I've looked through a few manuals, but they're high level operator manuals.

The machine (as I understand it) is an 8085 with 256K of bank selected RAM.

It was also apparently able to support 2 users.

It has BASIC as its major operating environment, supplemented by special utility programs that do things that BASIC can not.

Naturally there's no low level programming manual, it doesn't seem to have been designed to develop low level programs on it.

Does anyone know how the RAM was utilized? How much RAM was available to BASIC programs for example. How the multi user aspect worked. I noticed there's commands for file locking and such, so it's conscious of its multi user status and the problem they can bring.

It's a clever machine that came out just a bit too late, but I'm curious about the internals and operating environment, the underlying executive, memory usage, etc. that anyone might be able to share.
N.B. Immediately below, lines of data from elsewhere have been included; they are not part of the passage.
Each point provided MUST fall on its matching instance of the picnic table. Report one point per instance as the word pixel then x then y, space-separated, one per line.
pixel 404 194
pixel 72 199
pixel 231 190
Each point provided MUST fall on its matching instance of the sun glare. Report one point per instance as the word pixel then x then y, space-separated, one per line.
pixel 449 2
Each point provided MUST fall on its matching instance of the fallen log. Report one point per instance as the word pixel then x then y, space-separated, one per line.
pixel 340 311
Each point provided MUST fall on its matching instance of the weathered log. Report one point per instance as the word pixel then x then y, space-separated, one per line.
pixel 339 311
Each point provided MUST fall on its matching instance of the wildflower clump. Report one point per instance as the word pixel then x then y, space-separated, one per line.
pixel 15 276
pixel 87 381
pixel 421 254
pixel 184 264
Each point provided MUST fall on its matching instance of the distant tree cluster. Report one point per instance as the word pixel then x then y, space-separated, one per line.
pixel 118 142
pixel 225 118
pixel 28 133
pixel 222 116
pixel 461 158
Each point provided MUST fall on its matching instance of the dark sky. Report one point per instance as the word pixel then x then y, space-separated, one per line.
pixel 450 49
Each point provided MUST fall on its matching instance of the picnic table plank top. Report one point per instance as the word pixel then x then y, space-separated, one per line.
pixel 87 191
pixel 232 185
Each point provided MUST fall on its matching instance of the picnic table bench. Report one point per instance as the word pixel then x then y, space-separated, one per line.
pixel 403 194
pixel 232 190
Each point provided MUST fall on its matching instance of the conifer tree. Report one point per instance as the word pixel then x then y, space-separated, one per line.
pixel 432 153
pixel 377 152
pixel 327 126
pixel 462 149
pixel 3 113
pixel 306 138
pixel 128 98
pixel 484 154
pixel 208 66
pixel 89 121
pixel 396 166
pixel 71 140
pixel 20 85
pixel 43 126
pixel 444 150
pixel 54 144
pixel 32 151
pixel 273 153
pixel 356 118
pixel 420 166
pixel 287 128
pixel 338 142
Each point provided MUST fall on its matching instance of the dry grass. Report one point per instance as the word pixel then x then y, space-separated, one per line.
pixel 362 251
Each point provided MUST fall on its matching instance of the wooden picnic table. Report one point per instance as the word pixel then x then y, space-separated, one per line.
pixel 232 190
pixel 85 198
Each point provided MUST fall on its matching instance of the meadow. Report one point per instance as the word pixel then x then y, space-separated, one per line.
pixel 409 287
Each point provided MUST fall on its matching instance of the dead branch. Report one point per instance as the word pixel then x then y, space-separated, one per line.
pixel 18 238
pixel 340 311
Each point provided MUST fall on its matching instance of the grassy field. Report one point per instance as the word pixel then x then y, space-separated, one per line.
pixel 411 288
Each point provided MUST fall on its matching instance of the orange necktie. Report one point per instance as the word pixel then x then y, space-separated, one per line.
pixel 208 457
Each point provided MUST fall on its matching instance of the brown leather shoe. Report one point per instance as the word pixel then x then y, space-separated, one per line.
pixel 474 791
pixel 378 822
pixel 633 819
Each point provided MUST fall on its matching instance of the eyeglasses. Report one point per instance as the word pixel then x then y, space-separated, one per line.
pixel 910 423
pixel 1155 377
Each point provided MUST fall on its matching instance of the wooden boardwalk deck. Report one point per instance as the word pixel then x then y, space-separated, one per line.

It's a clever machine, to be sure.
 
The RAM usage is explained on pages 2-54 and 2-55 of the IBM 5324 Computer Service Manual.

The address space is divided into 4 16k blocks; two of those blocks are devoted to ROS and the other two to RAM. The first ROS and the first RAM block do not page. 256k of ROM could be paged in the page-able 16k ROM block. Similarly, 112 k of RAM could be paged through the 16k of address space allotted to RAM paging.

If you have used something like the BBC Micro with its sideways ROMs, the memory layout concepts would look familiar.
 
The RAM usage is explained on pages 2-54 and 2-55 of the IBM 5324 Computer Service Manual.

This was helpful, thank you. It seems there was 16K of "common" RAM, and 16K of pageable RAM, with 7 16K RAM pages (total 112K).

This is all hidden from the user, I'm curious how BASIC (among other things) leveraged this RAM.
 
Someone has extracted all the Read Only Storage contents so it might be possible to figure out what the BASIC code does.

As far as documented memory usage, there isn't much information. The Datamaster Procedures and Techniques booklet explains how memory is assigned to disk buffers and indexes. Get this booklet if you have any plans to use a Datamaster. Some significant bugs are also addressed.

The report programming guide indicates that only the largest reports would require a system with more than 64k of RAM.